Sermayenin, finansmanın ve enformasyonun küreselleşmesi her şeyden önce bunların yerel makamların ve öncelikle de ulus devletin denetim ve yönetiminden muaf olmaları anlamına gelir. Bunların işlediği mekânda, mevcut sığınılacak liman olarak görülen cumhuriyetçi devlet’in yurttaş katılımı için geliştirdiği araçları andıran hiçbir kurum yoktur. Ve cumhuriyetçi kurumların olmadığı yerde ‘’yurttaşlık’’da yoktur. ‘’Küresel yurttaşlık’’ kavramı içi boş bir kavramı hatta sadece bir hüsnü kuruntuyu temsil etmektedir. Uzak yerlerden esen ve birden bire çıkıp gelen fırtınanın tokadını yemek, ‘’yurttaşlığın’’ tersine olan bir durumdur. Öyle ki yaklaşan bir fırtınayı öngörmek borsada ki bir sonraki çöküşü ve güvenli gibi görülen istihdam alanlarının buharlaşıvermesini öngörmekten daha kolay hale gelmiştir bizler için. Milletler, bir zamanlar sürekli yaşam garantisi sayılan devletlerin siyasi egemenliklerini sunduğu sığınakta emniyet içinde değildir artık. Bu egemenlik de artık eskisi gibi değildir, kendine yeterliliğin ekonomik ve askeri dayanakları parçalanmıştır. Devlet otoriteleri sorumlulukları altındaki insanların emniyetini garanti etmeye muktedir, istekliymiş gibi bile yapma ihtiyacı duymuyor, kişinin kendi ayakları üzerinde durması gereği ve görevini gittikçe daha fazla dile getiriyor.

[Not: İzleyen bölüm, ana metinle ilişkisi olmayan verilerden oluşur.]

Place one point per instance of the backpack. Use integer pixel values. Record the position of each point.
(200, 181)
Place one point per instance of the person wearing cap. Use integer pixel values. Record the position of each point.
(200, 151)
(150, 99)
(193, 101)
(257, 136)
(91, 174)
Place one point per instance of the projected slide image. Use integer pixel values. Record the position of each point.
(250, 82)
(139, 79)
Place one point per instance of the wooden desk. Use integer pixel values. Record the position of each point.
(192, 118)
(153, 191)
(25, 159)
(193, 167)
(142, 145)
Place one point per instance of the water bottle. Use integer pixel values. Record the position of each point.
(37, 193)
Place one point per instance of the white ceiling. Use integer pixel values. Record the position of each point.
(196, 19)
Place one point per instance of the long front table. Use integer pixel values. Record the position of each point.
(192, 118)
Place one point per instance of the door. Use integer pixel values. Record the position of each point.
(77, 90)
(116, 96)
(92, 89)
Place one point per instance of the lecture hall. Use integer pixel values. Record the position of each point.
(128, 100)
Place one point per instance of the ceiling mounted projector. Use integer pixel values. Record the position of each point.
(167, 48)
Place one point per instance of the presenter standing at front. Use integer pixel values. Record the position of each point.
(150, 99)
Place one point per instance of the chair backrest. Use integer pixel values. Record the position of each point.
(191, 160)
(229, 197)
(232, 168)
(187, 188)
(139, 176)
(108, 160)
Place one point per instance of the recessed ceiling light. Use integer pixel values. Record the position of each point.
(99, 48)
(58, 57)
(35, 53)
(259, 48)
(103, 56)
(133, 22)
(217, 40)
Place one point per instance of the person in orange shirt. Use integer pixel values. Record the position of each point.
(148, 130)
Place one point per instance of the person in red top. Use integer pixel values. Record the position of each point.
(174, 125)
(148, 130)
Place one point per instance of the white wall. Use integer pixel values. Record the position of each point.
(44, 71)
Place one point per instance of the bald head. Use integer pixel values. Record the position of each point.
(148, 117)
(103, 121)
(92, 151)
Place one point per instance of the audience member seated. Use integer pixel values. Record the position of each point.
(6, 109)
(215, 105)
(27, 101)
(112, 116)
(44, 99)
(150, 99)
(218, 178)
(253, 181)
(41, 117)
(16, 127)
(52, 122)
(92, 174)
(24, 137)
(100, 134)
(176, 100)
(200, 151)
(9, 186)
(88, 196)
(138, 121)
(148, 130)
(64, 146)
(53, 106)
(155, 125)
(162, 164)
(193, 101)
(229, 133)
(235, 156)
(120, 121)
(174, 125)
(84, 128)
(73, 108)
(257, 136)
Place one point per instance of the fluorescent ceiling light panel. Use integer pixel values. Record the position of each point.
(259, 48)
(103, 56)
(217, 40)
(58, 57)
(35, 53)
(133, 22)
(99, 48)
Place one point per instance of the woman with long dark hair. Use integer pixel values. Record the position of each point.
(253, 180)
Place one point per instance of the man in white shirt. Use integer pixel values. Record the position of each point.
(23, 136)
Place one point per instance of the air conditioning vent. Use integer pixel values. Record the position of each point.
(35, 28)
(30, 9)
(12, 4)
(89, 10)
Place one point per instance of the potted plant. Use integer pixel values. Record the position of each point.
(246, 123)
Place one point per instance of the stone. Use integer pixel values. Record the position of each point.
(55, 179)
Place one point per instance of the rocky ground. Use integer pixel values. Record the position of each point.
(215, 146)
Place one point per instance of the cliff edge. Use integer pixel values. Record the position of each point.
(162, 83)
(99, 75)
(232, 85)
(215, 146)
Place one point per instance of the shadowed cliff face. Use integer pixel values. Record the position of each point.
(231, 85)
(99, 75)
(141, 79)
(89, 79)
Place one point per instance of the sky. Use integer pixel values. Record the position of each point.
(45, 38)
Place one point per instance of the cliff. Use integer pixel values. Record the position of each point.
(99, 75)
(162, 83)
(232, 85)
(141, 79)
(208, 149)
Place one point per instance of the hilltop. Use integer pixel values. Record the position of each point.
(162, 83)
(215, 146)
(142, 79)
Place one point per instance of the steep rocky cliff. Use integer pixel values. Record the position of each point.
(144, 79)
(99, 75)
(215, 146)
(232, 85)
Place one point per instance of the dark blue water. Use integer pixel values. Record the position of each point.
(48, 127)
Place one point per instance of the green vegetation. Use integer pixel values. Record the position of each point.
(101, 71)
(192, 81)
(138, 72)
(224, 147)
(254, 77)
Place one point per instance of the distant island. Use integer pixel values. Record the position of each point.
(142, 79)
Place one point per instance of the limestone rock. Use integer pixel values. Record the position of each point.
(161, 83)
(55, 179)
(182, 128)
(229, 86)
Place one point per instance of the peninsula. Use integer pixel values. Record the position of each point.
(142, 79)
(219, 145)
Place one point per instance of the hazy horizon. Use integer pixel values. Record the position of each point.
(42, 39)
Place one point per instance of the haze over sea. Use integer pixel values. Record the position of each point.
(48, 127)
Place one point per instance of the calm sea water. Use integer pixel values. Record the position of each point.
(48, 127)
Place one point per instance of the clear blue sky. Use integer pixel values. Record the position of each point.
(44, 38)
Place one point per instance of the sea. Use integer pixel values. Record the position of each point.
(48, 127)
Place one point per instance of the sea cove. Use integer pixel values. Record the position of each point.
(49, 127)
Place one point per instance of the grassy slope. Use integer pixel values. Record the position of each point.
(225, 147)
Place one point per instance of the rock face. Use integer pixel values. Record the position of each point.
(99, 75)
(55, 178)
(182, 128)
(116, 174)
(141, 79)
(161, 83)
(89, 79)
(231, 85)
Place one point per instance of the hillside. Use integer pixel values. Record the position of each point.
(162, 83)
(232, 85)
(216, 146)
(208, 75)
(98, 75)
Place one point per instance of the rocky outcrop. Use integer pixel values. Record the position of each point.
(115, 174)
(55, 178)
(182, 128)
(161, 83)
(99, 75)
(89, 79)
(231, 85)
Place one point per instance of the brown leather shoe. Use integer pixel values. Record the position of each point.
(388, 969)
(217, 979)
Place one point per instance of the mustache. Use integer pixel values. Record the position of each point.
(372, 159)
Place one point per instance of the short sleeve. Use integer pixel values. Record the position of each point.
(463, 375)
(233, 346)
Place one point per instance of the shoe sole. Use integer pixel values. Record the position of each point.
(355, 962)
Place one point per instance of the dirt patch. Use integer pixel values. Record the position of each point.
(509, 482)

Bu duruma karşı tepki olarak ‘’dışa kapanma ve var olanı koruma’’ anlayışı egemen oluyor. Şu ana kadar bu anlayışa karşı seslerini yükseltenler mekânla bağını koparan sermaye ve finansman sözcüleri olmuştur. Ama onlar yalnızca belli şeylere kızarlar. Ticaret duvarlarından, sermaye hareketlerinin kontrol edilmesinden ve ülke halklarının çıkarlarının dünya çapında ki rekabetin, serbest ticaretin ve verimliliğin üzerine çıkarılmasından şikâyet ederler. Dışa kapalılık hisleri bir kere harekete geçtiğinde güç yitirmekten çok, güç kazanma eğilimi gösterir. Bir türlü azalmak bilmeyen endişeleri için suçlu arayan seçmenler ve seçmenleri bir işe yaradıklarına ikna etmenin yollarını arayan siyasetçiler, karşılıklı birbirini güçlendiren bir halka içine hapsolup, dışa kapalılık hislerini desteklemek, hatta kızıştırmak için ihtiyaç duyulan bütün kanıtları birlikte üretirler. Böylece uluslararası eylem ihtiyacı görüş alanından giderek silinir ‘’cemaatlerin savunulması’’saplantılı bir hal alır. Dikkatlerin ‘’cemaatlerin savunulması’’ üzerine odaklanması küresel iktidar akışını her zamankinden daha fazla serbestleştirir. Kabileler de milletler de doğaları gereği uluslar arası boyutlara çekilmeye uygun değildir. Bunlar gezegen ölçeğinde bölünme ve ayrılma etkenleri olmuşlardır ve öyle de kalacaklardır. Milli savaş baltalarını çıkartıp ‘’cemaat kalelerini’’ tahkim ederek küresel egemenlik kaynaklarına siyasi kontrol dayatacak gezegen çapında bir dayanışma oluşturulabileceği umudu, yaygın olduğu kadar yanlış olan umuttur.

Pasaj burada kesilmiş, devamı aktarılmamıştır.